最大の武器は“七色のカーブ”
シュートやカーブも持っていたが、基本的にはストレートとカーブを中心に攻めた
投手王国・
広島が生んだ中継ぎのスペシャリストだ。1997年に達成した連続試合救援登板424は、当時の日本記録。結局、438まで数字を伸ばしたが、入団から引退まで、登板試合はすべてリリーフだった
清川栄治。左の変則投法で「技巧派」と呼ばれることが多いが、奪三振数が投球イニングを上回る「自称・本格派」だった。

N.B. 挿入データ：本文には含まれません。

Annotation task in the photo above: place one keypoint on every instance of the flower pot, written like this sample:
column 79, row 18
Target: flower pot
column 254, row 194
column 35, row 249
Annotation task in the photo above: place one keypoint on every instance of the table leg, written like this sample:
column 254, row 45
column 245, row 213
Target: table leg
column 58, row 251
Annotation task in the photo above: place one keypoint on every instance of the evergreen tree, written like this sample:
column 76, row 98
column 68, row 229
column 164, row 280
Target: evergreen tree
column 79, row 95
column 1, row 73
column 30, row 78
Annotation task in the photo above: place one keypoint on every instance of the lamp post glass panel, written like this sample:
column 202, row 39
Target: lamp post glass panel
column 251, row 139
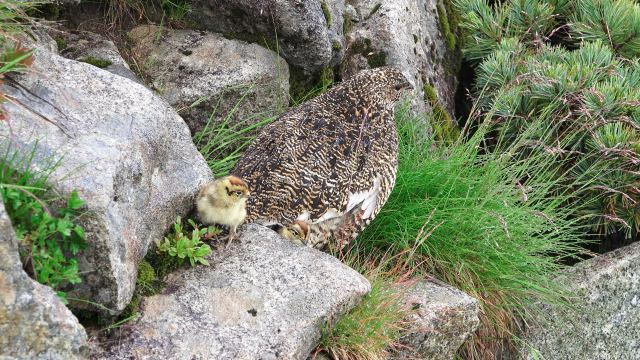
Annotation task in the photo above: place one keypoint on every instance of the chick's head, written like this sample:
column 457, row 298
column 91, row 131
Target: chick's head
column 296, row 232
column 227, row 191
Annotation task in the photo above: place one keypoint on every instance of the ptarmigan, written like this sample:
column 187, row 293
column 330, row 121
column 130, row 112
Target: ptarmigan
column 330, row 162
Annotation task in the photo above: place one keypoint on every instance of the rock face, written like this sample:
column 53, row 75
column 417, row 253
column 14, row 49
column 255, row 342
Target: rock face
column 606, row 322
column 34, row 324
column 407, row 34
column 94, row 49
column 126, row 151
column 188, row 67
column 309, row 33
column 443, row 319
column 264, row 298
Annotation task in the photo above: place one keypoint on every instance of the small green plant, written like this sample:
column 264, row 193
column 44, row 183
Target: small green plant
column 50, row 240
column 179, row 245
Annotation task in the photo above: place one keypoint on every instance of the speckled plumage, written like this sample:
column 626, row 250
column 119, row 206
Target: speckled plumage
column 330, row 162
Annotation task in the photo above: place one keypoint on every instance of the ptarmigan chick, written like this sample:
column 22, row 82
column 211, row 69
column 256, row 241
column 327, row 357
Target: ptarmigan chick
column 330, row 162
column 296, row 232
column 224, row 202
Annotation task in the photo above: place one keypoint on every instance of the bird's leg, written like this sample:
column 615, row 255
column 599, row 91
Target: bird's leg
column 232, row 234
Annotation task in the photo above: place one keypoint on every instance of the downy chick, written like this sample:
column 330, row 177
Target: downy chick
column 296, row 232
column 223, row 202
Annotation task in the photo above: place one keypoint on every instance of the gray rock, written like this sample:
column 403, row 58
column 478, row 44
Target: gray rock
column 308, row 38
column 443, row 318
column 126, row 151
column 187, row 66
column 605, row 322
column 87, row 46
column 406, row 34
column 263, row 298
column 34, row 323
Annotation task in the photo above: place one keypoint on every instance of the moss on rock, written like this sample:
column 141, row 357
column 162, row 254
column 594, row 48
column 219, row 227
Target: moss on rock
column 444, row 127
column 101, row 63
column 448, row 35
column 61, row 43
column 327, row 13
column 375, row 58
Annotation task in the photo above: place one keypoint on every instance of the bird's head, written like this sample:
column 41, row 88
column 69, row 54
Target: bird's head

大商大時代までは先発完投型だった清川。84年にドラフト外で広島に入団したが、当時の広島は12球団随一の“投手王国”。層の厚い先発投手陣に割って入ることはできなかった。それでも「何か違う形で首脳陣を振り向かせよう」とサイドスローに転向。中継ぎとして、その一角に食い込んだ。

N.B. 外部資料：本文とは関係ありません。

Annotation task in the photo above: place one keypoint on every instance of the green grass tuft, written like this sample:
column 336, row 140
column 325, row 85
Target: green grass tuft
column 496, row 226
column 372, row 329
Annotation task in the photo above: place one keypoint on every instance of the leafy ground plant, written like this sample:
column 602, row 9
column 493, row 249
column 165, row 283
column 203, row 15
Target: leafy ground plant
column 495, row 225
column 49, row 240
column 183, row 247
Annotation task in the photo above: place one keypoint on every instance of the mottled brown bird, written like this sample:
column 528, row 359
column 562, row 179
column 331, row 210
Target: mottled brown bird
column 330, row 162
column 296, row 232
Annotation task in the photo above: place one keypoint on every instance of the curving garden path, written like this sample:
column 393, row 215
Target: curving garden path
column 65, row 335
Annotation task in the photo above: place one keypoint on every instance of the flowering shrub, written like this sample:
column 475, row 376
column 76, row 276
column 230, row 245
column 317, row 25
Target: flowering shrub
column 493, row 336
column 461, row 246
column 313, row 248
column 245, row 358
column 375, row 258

最大の武器は“七色のカーブ”。指先の力の入れ具合と手首の角度、腕の使い方で曲げ幅を変え、左打者の体の近くから「有効に逃げる球」(清川)として決め球に用いた。
87年には打者29人連続で出塁を許さなかったこともある。完全試合の27人を上回る数字だ。「途中で口にすると記録が途切れる」ジンクスを信じ、記録継続中は記者にも内緒にしていた。
翌88年4月20日の
巨人(東京ドーム)では3番手で2回を無失点に抑え、106試合目にしてプロ初勝利。さぞかし感慨深いのかと思いきや、本人の感想はこうだ。
「とうとう勝ってしまった」
0勝0敗がどこまで続くか、珍記録を狙っていたというのが面白い。
現在と異なり、「毎日40〜50球。軽くでも投げない日はなかった」という当時の中継ぎ。1シーズンを乗り切るため、体力温存を第一に心掛けた。代表的なのが毎日10時間の睡眠。「一軍にいると、何かとお誘いの声がかかります。失礼を承知で、遅くなったら途中でも先に帰っていました」。毎年、フル回転を続けた清川だが、そのプロフェッショナルな姿勢が活躍を支えた。
91年シーズン途中にトレードで近鉄に移籍。新天地でも貴重な左のリリーフとして投手陣を支えた。98年には古巣・広島に復帰し、同年限りで現役を引退。現在は
西武でファーム投手総合コーチを務める。